Neural Networks and Deep Learning

Using neural nets to recognize handwritten digits

How the backpropagation algorithm works

Improving the way neural networks learn

A visual proof that neural nets can compute any function

Why are deep neural networks hard to train?

The human visual system is one of the wonders of the world. Consider the following sequence of handwritten digits:

Most people effortlessly recognize those digits as 504192. That ease is deceptive. In each hemisphere of our brain, humans have a primary visual cortex, also known as V1, containing 140 million neurons, with tens of billions of connections between them. And yet human vision involves not just V1, but an entire series of visual cortices - V2, V3, V4, and V5 - doing progressively more complex image processing. We carry in our heads a supercomputer, tuned by evolution over hundreds of millions of years, and superbly adapted to understand the visual world. Recognizing handwritten digits isn't easy. Rather, we humans are stupendously, astoundingly good at making sense of what our eyes show us. But nearly all that work is done unconsciously. And so we don't usually appreciate how tough a problem our visual systems solve.

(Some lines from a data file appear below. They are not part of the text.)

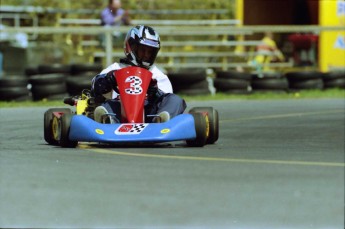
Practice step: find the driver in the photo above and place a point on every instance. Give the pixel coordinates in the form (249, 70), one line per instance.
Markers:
(141, 47)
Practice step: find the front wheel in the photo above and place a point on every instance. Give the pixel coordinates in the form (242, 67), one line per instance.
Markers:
(65, 122)
(212, 122)
(48, 119)
(200, 129)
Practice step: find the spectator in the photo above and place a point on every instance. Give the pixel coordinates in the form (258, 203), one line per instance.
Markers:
(114, 15)
(141, 47)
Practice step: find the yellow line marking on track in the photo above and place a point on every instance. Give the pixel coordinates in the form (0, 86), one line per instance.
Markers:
(284, 116)
(159, 156)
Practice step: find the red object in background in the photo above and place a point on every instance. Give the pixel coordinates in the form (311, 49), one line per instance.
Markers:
(303, 41)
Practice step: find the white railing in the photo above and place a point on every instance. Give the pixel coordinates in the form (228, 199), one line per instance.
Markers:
(174, 31)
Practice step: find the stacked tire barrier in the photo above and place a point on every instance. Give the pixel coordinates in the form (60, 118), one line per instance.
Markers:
(305, 80)
(244, 83)
(190, 82)
(233, 82)
(58, 81)
(270, 82)
(50, 82)
(14, 88)
(335, 79)
(80, 77)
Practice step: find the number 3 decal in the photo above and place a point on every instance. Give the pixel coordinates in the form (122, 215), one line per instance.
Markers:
(135, 87)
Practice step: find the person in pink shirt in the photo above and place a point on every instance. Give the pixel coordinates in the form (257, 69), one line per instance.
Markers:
(114, 15)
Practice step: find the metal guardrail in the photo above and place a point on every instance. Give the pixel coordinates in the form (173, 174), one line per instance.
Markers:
(172, 22)
(39, 9)
(175, 30)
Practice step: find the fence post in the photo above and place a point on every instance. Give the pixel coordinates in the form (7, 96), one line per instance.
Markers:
(108, 47)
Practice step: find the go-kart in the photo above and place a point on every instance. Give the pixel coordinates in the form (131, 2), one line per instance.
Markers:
(66, 128)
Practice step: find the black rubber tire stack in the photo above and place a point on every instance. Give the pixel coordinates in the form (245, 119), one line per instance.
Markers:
(233, 82)
(334, 79)
(80, 77)
(50, 83)
(270, 82)
(14, 88)
(190, 82)
(305, 80)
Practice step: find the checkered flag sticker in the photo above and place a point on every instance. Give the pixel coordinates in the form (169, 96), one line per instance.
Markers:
(130, 129)
(135, 85)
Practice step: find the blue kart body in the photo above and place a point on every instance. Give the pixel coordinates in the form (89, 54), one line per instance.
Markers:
(84, 129)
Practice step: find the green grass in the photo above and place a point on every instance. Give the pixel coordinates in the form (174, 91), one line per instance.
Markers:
(304, 94)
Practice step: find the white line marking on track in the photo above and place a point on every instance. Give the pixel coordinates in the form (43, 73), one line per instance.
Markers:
(233, 160)
(283, 116)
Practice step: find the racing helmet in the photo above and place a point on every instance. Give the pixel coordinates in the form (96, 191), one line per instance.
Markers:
(141, 46)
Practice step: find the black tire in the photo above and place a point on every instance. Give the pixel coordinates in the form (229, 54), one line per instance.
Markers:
(302, 76)
(213, 122)
(54, 68)
(81, 68)
(335, 83)
(233, 75)
(238, 91)
(333, 75)
(191, 92)
(13, 81)
(44, 79)
(200, 129)
(268, 75)
(197, 85)
(227, 84)
(44, 91)
(187, 76)
(307, 84)
(270, 83)
(65, 128)
(75, 85)
(13, 93)
(30, 71)
(47, 127)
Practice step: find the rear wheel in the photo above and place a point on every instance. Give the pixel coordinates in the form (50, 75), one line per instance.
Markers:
(48, 119)
(212, 122)
(200, 129)
(65, 123)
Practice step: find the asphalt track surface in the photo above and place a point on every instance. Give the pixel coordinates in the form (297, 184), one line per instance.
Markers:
(277, 164)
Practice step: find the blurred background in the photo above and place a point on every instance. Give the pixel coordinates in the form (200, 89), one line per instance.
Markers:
(230, 46)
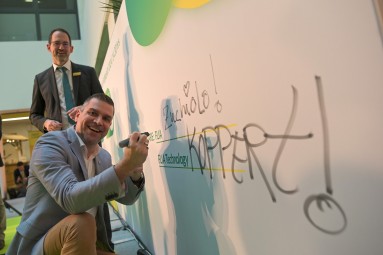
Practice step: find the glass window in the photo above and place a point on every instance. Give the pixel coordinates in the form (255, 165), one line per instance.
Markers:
(32, 20)
(57, 4)
(18, 27)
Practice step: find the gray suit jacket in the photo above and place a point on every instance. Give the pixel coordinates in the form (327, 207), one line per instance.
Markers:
(58, 187)
(45, 96)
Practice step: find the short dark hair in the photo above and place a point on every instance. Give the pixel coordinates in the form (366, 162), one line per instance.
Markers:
(60, 30)
(102, 97)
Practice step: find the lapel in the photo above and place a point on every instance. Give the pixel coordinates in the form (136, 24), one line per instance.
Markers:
(75, 147)
(76, 81)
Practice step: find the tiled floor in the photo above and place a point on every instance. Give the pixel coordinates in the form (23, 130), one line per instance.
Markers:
(124, 240)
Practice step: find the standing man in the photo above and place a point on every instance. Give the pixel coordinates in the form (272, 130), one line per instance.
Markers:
(65, 85)
(70, 178)
(59, 89)
(3, 216)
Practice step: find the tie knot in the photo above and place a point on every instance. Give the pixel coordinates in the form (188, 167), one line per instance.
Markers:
(62, 68)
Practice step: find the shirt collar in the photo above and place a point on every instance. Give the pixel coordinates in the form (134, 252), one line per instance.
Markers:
(67, 65)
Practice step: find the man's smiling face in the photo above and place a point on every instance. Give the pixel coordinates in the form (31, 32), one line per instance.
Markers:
(93, 121)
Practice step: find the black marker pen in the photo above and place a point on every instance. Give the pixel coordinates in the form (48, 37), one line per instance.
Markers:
(125, 143)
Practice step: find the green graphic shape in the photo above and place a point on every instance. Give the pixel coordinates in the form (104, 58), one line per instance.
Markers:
(147, 19)
(111, 129)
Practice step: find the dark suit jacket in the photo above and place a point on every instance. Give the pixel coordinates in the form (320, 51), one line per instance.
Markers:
(45, 97)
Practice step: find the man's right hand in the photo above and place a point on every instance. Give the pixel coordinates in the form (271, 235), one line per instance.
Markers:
(133, 158)
(52, 125)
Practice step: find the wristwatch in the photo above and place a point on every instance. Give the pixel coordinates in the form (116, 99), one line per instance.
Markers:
(140, 181)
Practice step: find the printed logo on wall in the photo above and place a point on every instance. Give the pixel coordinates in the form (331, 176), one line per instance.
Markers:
(145, 31)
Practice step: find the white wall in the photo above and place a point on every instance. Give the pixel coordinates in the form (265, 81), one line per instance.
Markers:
(257, 62)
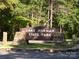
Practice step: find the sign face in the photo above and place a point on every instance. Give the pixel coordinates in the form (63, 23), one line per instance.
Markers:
(43, 34)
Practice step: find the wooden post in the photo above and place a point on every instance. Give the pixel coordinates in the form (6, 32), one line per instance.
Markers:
(4, 38)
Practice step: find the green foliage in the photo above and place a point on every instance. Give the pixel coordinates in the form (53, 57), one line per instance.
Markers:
(15, 14)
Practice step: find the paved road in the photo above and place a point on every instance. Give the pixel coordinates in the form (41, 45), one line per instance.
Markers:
(38, 55)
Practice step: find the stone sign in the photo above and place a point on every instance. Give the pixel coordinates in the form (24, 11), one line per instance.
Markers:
(18, 38)
(42, 34)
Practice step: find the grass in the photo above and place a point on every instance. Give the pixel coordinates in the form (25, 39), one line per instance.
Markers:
(33, 45)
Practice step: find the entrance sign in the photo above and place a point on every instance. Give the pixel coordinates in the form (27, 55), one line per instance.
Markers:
(43, 34)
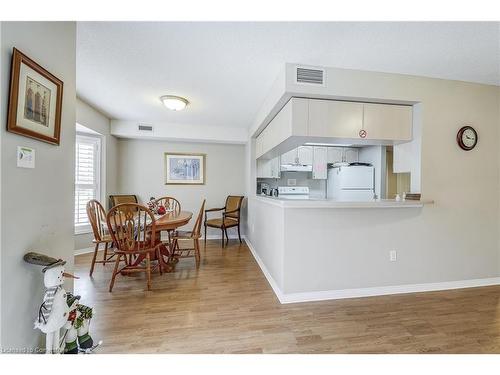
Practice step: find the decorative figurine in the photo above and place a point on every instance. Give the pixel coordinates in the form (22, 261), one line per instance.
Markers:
(61, 309)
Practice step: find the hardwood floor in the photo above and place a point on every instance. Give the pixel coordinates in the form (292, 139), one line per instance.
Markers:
(227, 306)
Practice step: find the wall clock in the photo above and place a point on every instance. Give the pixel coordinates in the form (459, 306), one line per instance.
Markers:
(467, 138)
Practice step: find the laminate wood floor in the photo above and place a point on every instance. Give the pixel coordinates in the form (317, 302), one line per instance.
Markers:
(227, 306)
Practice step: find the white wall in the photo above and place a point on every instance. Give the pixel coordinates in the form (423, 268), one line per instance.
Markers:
(89, 117)
(173, 132)
(141, 171)
(454, 239)
(36, 204)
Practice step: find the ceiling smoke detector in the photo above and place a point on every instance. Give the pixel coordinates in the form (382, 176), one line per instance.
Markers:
(174, 103)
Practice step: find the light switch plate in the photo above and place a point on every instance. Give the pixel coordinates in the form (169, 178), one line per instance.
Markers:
(25, 157)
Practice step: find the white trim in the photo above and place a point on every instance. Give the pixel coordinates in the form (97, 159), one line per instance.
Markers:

The difficulty of visual pattern recognition becomes apparent if you attempt to write a computer program to recognize digits like those above. What seems easy when we do it ourselves suddenly becomes extremely difficult. Simple intuitions about how we recognize shapes - "a 9 has a loop at the top, and a vertical stroke in the bottom right" - turn out to be not so simple to express algorithmically. When you try to make such rules precise, you quickly get lost in a morass of exceptions and caveats and special cases. It seems hopeless.

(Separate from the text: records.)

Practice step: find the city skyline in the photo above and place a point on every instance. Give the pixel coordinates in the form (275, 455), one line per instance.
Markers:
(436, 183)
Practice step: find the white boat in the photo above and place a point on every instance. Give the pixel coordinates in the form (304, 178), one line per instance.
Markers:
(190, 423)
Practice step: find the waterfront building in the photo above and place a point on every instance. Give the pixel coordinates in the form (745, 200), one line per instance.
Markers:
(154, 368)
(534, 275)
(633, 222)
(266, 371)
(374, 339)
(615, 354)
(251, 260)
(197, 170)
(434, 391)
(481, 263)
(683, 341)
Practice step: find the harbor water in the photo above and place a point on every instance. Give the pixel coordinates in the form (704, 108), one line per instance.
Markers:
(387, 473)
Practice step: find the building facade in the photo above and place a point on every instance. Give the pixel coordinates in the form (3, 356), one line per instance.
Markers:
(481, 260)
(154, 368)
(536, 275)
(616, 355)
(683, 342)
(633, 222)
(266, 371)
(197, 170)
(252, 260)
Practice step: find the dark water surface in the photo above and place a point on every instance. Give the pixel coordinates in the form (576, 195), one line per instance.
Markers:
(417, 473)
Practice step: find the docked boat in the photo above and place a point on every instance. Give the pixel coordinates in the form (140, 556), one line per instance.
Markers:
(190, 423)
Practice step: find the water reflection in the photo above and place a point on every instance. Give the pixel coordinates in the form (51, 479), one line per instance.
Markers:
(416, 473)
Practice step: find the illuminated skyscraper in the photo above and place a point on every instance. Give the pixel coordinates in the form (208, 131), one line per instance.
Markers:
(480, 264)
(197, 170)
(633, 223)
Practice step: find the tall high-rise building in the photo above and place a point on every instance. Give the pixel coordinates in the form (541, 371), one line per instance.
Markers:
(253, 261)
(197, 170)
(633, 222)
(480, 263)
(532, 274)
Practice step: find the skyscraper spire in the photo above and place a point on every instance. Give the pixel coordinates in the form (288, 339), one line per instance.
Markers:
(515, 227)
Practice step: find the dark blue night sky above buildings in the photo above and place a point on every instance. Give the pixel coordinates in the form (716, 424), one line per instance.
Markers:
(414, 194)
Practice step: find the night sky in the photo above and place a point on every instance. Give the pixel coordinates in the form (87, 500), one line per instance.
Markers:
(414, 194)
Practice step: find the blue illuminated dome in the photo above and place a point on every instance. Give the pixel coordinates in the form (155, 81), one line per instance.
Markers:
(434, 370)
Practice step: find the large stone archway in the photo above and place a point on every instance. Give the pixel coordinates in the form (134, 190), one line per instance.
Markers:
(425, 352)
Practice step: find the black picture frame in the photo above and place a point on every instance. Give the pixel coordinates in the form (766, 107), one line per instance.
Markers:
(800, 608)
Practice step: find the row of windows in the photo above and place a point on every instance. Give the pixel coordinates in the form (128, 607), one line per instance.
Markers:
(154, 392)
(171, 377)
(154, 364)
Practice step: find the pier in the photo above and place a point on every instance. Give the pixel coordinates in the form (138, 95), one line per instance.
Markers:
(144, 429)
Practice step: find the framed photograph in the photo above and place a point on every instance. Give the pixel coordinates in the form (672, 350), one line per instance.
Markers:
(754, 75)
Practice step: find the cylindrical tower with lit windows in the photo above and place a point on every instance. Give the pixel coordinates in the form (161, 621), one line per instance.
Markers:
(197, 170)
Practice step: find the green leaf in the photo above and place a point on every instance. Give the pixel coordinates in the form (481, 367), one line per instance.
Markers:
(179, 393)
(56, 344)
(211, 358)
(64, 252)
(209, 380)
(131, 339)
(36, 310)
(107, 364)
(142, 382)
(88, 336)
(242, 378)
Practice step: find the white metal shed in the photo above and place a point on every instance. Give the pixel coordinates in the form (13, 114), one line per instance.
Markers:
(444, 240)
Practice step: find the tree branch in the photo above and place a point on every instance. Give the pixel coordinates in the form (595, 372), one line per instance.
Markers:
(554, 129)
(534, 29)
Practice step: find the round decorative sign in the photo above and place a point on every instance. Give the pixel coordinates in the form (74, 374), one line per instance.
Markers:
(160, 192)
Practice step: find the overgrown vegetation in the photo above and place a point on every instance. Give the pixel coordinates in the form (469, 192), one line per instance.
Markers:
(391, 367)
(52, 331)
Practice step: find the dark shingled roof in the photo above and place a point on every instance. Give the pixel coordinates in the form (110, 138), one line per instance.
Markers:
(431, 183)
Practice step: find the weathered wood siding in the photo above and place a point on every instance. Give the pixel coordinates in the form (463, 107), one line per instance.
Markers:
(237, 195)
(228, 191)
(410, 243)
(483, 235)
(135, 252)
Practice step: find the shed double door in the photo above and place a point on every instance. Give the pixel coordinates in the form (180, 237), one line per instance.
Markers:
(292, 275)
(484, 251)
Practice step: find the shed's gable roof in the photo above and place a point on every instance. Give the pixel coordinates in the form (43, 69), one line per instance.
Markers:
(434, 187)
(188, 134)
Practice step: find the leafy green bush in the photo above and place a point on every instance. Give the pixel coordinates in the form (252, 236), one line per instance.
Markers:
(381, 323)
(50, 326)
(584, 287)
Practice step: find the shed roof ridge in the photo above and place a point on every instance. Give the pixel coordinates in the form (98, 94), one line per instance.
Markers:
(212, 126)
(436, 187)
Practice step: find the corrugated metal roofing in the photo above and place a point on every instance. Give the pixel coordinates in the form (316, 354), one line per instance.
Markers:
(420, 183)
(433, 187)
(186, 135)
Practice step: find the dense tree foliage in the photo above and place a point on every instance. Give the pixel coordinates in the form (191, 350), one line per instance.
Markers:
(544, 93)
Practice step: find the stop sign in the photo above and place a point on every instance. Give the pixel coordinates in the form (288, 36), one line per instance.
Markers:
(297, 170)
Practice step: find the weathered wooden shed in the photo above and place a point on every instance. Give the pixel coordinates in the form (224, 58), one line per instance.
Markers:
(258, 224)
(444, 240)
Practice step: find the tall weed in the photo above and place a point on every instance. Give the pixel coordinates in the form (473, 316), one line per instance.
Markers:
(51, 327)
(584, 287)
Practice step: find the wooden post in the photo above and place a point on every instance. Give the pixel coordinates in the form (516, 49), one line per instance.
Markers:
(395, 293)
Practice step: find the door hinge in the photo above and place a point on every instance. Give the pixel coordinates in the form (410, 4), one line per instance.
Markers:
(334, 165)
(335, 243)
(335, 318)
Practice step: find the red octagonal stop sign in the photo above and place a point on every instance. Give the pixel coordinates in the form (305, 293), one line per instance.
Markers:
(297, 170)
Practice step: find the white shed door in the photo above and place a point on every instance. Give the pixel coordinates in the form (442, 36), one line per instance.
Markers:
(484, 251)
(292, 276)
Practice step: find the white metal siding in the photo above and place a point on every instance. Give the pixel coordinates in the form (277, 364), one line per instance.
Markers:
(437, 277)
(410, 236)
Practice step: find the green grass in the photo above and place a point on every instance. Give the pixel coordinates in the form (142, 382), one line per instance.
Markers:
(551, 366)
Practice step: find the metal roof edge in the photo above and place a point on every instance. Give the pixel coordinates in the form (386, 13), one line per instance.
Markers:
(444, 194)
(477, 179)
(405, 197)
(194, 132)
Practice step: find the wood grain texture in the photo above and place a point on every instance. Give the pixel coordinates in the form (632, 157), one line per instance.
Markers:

Neural networks approach the problem in a different way. The idea is to take a large number of handwritten digits, known as training examples,

and then develop a system which can learn from those training examples. In other words, the neural network uses the examples to automatically infer rules for recognizing handwritten digits. Furthermore, by increasing the number of training examples, the network can learn more about handwriting, and so improve its accuracy. So while I've shown just 100 training digits above, perhaps we could build a better handwriting recognizer by using thousands or even millions or billions of training examples.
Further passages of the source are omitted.